Sept. 23 - Oct. 27 and Oct. 3 - Nov. 3, 2017 (Same as deer archery-only season)
Oct. 14-27, 2017
Fall Turkey Bag Limit:
One (1) turkey, either sex, per county except that Bledsoe, Bradley, Crockett, Dyer, Giles, Haywood, Lake, Lauderdale, Lawrence, Loudon, McMinn, Monroe, Polk, Shelby, Tipton, Unicoi, and Wayne counties are closed to all fall turkey hunting
Thirty (30) minutes before legal sunrise to sunset.
The following map shows the counties that are open for fall turkey shotgun/archery hunting. If a county allows Fall turkey hunting, the turkey may also be be harvested with archery equipment during the deer/archery only season. Turkeys harvested during the deer/archery only season count toward the county bag limit. During a deer archery only season, a fall turkey hunter may not be in possession of both archery equipment and firearms. Counties closed to Fall turkey hunting: Bledsoe, Bradley, Crockett, Dyer, Giles, Haywood, Lake, Lauderdale, Lawrence, Loudon, McMinn, Monroe, Polk, Shelby, Tipton, Unicoi and Wayne
The application period for the Spring Turkey Quota Hunt will be December 13, 2017 through January 17, 2018.
Statewide Spring Turkey Season
March 24-25, 2018
March 31-May 3, 2018
All Tennessee counties are open to wild turkey hunting including WMAs and refuges unless specifically listed.
One (1) bearded turkey per day, not to exceed four (4) per season.

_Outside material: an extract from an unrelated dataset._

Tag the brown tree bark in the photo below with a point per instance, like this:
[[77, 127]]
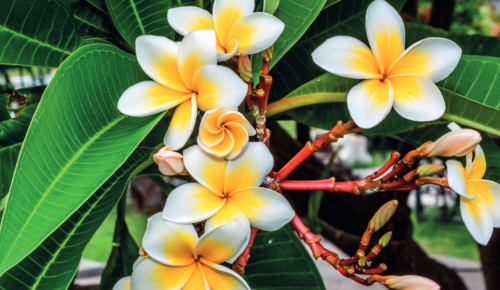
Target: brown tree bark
[[347, 216], [442, 14]]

Turkeys taken on all quota hunts and specially designated WMAs are bonus turkeys.
Spring Turkey Shooting Hours
Thirty (30) minutes before legal sunrise to sunset.
Spring Turkey On WMAs
The use of any type of food to feed or attract wild turkeys on WMAs is prohibited. Calling or attempting to call wild turkeys using any means to mimic the sounds made by turkeys is prohibited on all WMAs from March 1 until the opening day of the spring turkey hunts on the WMA.
Statewide Spring Young Sportsman Hunt
Ages 6-16. One (1) bearded turkey per day, which counts toward the statewide bag, unless taken on a WMA where turkeys are designated as bonus birds. Each young sportsman must be accompanied by a non-hunting adult, 21 years of age or older, who must remain in a position to take immediate control of the hunting device. Youth 10 years of age or older must meet Hunter Education requirements. Multiple youth may be accompanied by a single non-hunting adult, who is not required to have a license.